Going through a divorce can be draining mentally, emotionally and physically. Unfortunately, in some cases it can also be draining financially as well. In a survey conducted by Experian, 54 percent of women who were divorced say that their credit score declined during their marriage. In many cases, the law can’t help you protect your credit through a divorce. Ultimately, it’s up to you to take the necessary steps to protect yourself from financial ruin. According to a San Diego divorce lawyer, “…in divorce and separation cases, both parties must complete financial disclosures.” Here are 4 ways to protect your credit during and after your divorce.
- Close or Untangle Joint Accounts: For the most part, a divorce decree doesn’t automatically get you out of a joint credit card.
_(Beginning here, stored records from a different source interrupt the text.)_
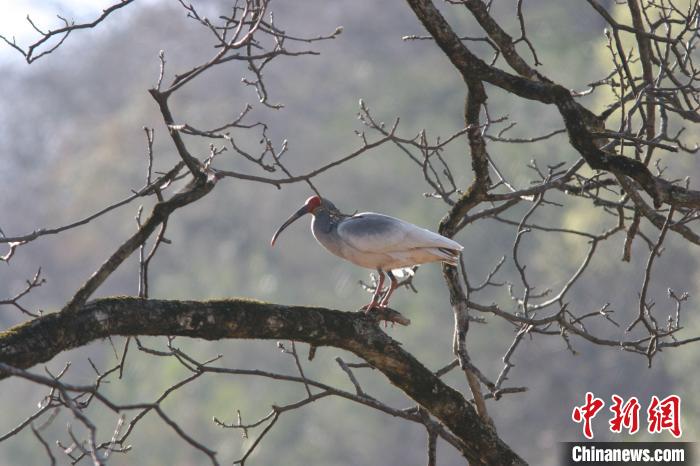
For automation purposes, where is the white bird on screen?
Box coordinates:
[270,196,464,311]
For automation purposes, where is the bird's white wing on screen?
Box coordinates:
[338,212,464,253]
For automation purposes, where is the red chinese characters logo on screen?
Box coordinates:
[647,395,681,438]
[571,392,605,439]
[571,392,682,440]
[610,395,639,434]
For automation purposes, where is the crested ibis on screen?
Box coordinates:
[270,196,464,311]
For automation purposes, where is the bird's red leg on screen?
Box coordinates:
[362,269,384,312]
[379,270,399,307]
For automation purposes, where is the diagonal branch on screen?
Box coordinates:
[0,298,526,465]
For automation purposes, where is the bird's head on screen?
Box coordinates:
[270,196,336,246]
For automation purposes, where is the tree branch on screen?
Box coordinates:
[0,298,526,465]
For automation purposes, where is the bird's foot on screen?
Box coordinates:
[360,303,411,326]
[360,302,382,314]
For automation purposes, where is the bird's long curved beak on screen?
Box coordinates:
[270,205,309,246]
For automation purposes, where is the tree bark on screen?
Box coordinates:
[0,297,526,465]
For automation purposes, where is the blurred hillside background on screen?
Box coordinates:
[0,0,700,466]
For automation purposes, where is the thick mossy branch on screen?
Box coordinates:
[0,297,526,465]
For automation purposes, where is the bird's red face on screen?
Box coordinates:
[270,196,321,246]
[304,196,321,214]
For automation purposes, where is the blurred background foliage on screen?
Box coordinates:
[0,0,700,465]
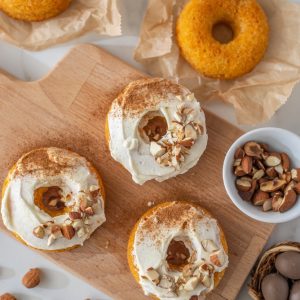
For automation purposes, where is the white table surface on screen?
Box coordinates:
[0,0,300,300]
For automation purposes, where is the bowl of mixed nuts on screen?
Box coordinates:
[223,127,300,223]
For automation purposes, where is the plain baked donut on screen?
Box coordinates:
[176,0,269,79]
[0,0,72,22]
[127,201,228,300]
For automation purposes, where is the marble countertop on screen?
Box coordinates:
[0,0,300,300]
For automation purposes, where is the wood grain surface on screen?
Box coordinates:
[0,45,273,300]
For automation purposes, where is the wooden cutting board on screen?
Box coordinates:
[0,45,273,300]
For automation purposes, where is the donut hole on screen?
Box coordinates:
[34,186,67,217]
[166,239,191,271]
[138,111,168,144]
[212,21,234,44]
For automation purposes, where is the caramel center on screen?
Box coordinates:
[34,186,67,217]
[143,116,168,141]
[139,111,168,143]
[212,22,234,44]
[166,240,190,270]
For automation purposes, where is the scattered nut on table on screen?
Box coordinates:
[233,141,300,213]
[22,268,41,289]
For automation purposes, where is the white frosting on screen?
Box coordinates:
[1,148,105,250]
[108,94,207,184]
[133,202,228,300]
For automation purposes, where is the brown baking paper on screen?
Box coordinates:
[0,0,121,50]
[135,0,300,124]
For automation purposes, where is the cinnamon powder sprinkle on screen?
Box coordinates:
[14,148,87,177]
[138,202,203,242]
[112,78,190,117]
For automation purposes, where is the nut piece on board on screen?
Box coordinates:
[22,268,41,289]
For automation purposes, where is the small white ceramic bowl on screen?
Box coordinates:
[223,127,300,223]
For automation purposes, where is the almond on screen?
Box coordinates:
[33,225,45,239]
[209,250,225,267]
[252,190,270,206]
[234,147,245,159]
[51,225,62,238]
[272,193,283,211]
[182,264,194,278]
[238,180,257,201]
[150,142,166,158]
[241,155,253,174]
[201,240,219,253]
[0,293,17,300]
[179,138,195,149]
[72,220,83,230]
[233,158,242,167]
[234,166,246,177]
[244,141,263,157]
[255,159,266,171]
[265,153,281,167]
[291,168,300,182]
[278,189,297,213]
[262,199,272,211]
[260,179,286,193]
[199,262,214,276]
[159,275,175,289]
[184,124,198,140]
[197,275,212,288]
[294,182,300,195]
[274,164,283,175]
[84,207,95,216]
[284,181,296,193]
[79,198,88,211]
[69,211,81,221]
[61,225,75,240]
[279,172,292,183]
[252,169,265,180]
[22,268,41,289]
[183,277,199,292]
[235,178,252,192]
[266,167,277,178]
[280,152,291,172]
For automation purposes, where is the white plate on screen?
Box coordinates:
[223,127,300,223]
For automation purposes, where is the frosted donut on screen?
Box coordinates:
[1,148,105,251]
[176,0,269,79]
[127,202,228,300]
[0,0,72,22]
[106,78,207,184]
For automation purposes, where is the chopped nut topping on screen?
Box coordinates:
[150,105,204,170]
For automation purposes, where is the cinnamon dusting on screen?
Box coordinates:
[114,78,190,117]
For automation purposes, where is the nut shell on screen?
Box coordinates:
[289,280,300,300]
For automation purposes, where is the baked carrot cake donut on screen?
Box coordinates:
[127,202,228,300]
[1,148,105,251]
[106,78,207,184]
[0,0,72,22]
[176,0,269,79]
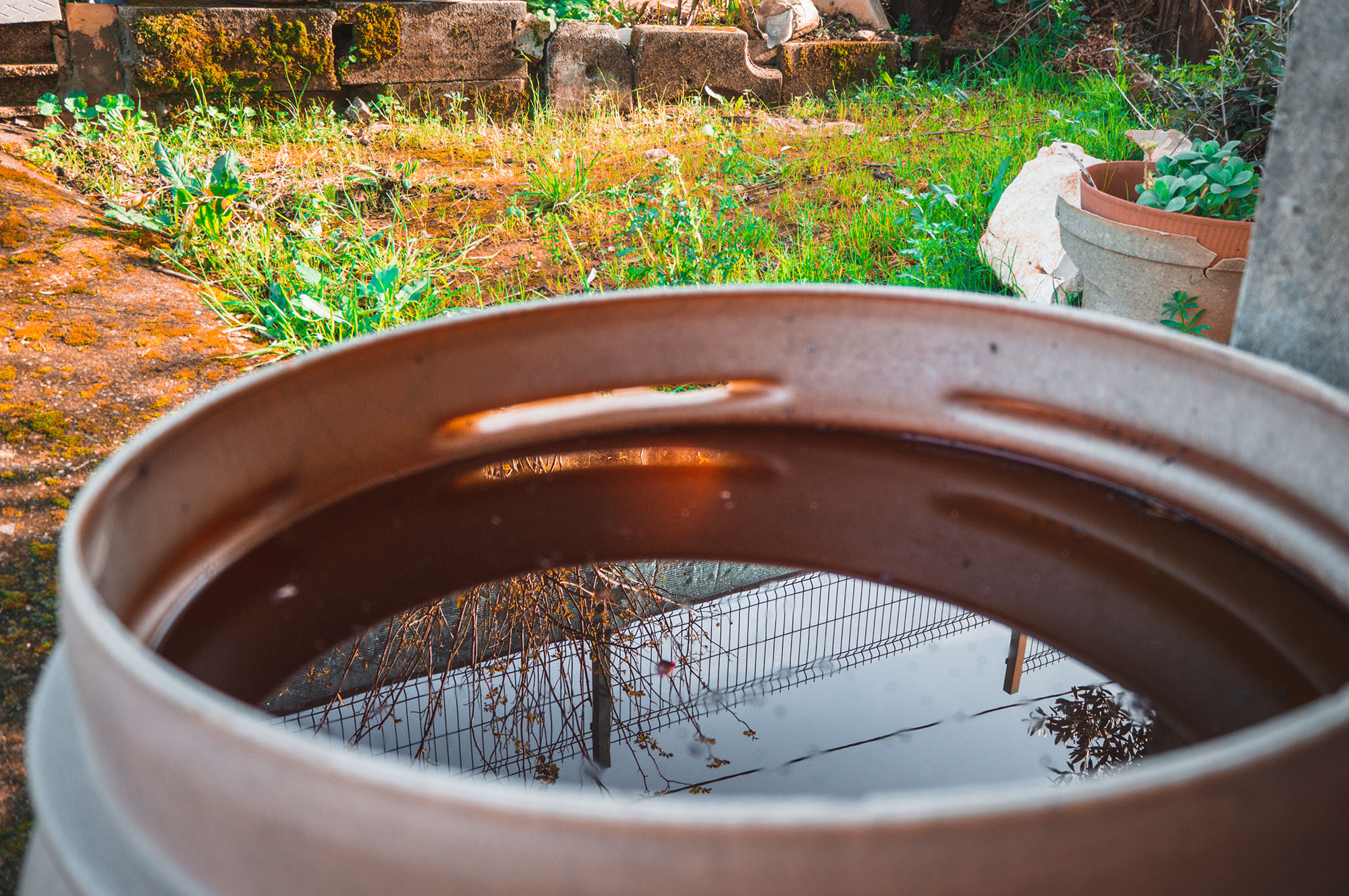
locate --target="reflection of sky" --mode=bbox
[596,623,1102,799]
[286,573,1102,799]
The only way to remove yourself or your soon-to-be ex-spouse from a joint account is directly through the lender. It’s important to close or separate these accounts before the divorce process begins. If that’s not possible, divide the responsibilities of the debt accordingly.
- Keep an Eye on Joint Accounts: If you’re unable to close or separate a joint account, it’s important to pay close attention to your accounts, especially if it’s a tense divorce. Reach out to the lender to get a digital or physical copy of the joint accounts statement each month. Another way to make sure all accounts are being paid on time is to get free credit reports from a different reporting agency every four months.
- Open Your Own Checking Account: In some cases, divorce can bring out the worst in people. If there’s a chance your spouse might do something to ruin your credit or finances, keep yourself covered and open a new checking account that is solely in your name. Set up automatic payments for the bills or credit card payments you are responsible for to avoid any crossed wires in communication or late-payment fees if the joint account is closed unexpectedly.
- Change Your Passwords and Update Contact Information: When going through a divorce, it’s important to make sure that your soon-to-be ex-spouse cannot access your personal and financial information. Update your billing address, change your PINs and passwords. See if your bank has an alert system to notify you of out-of-the-ordinary or large purchases to prevent overspending or suspicious activity.
Moving on with your life involves more than just opening your heart again and adapting a new mindset. It also involves protecting your finances now and in the future. Take the necessary steps before, during and after divorce to keep your credit intact and have peace of mind.